Users after login can choose All parties they currently enroll through Show Party button. Parties can be created by users and thus they will become Host so that they can invite Participants to join and give them Missions. Selecting one party will direct user to Party Name page. From there, Host can Invite Participants via Participant Control tab, change their role into Host or Participant handle Mission to them in Mission Control tab contained in a specific Party. Host can change party type to Open/Invite Only in Party Control tab or change name and date. Only host can modify Party Details and assign Mission, participants can view missions that are assigned to them but cannot modify anything. All the tabs are placed at a Left Side Menu Bar.
We have 2 primary actors, Host and Participants. So my question begins here:
1. Should I divide use case to 4 use cases: All Parties (which will have Show Party process), Party Control, Mission Controls, Participant Controls just like the basic flow of the system (After login, users are in dashboard. From Dashboard, Choose Show Party—> Party Control, Mission Control, Participant Control)?
2. With each Use Case diagrams, I will add a Flow Chart to further illustrate how users interact with system, if just one Use Case diagram is need in this case, should I break down those features into many Flow Charts?
Thank you for reading my question!
No! What you are talking of is functional decomposition and that is not part of use case (diagrams). A use case "just" shows the added value it gives to an actor of the system under consideration.
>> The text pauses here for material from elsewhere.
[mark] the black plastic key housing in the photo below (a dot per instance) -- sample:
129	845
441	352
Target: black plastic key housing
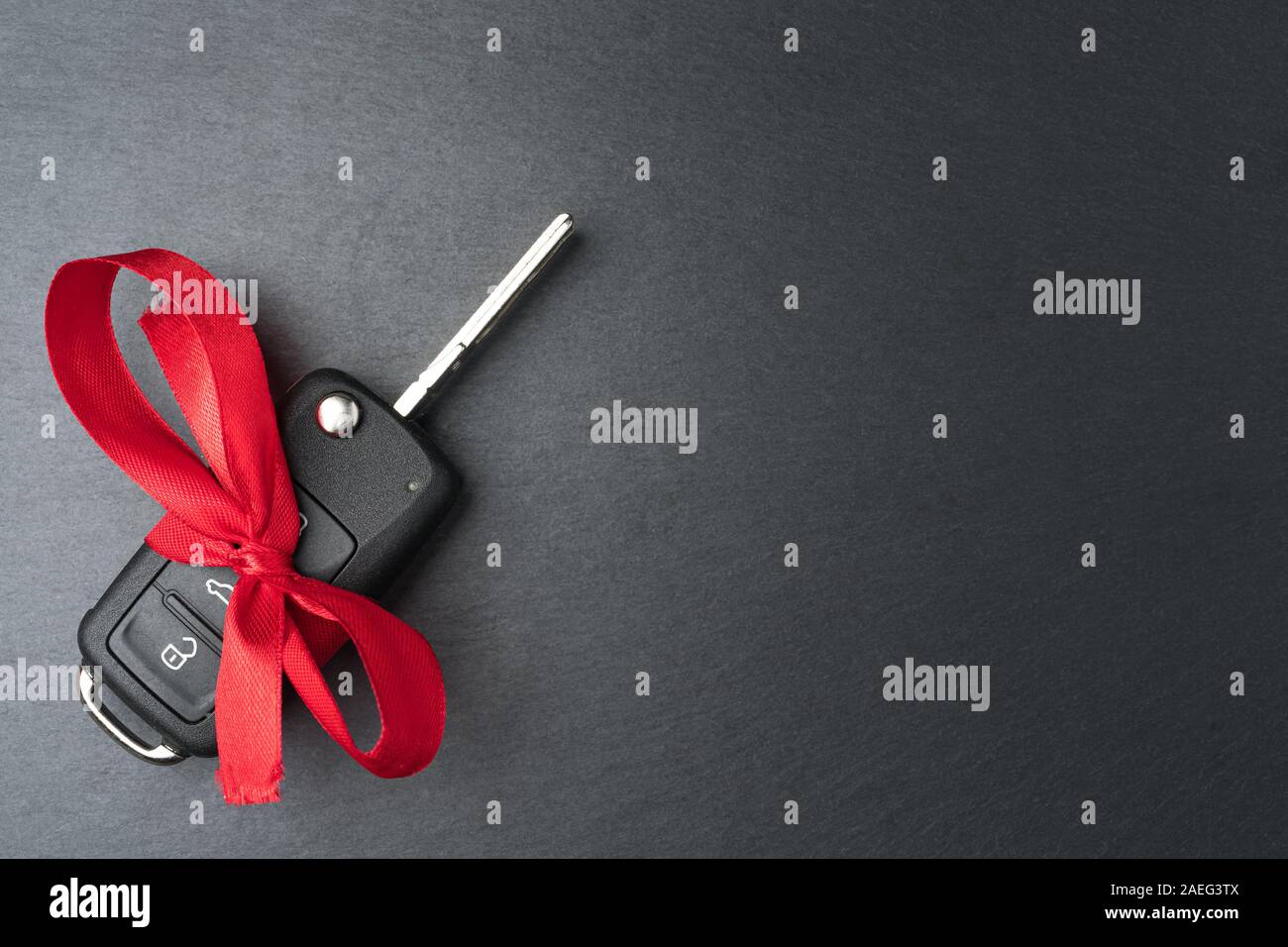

When it comes to implementation details or "user stories" you can either use a Cockburn-like textual description or choose activity diagrams. It's also possible to have a mix if you have complex scenarios. However, there shouldn't be an overlap since then you have the question: which one tells the truth. Edits over time will likely diverge and leave some mess behind.
As always I recommend to read Bittner/Spence about use cases!
P.S. Basically @Christophe's and my answer are similar or at least they do not contradict. I'm just stressing a bit more that functional decomposition is a no-go on use case level.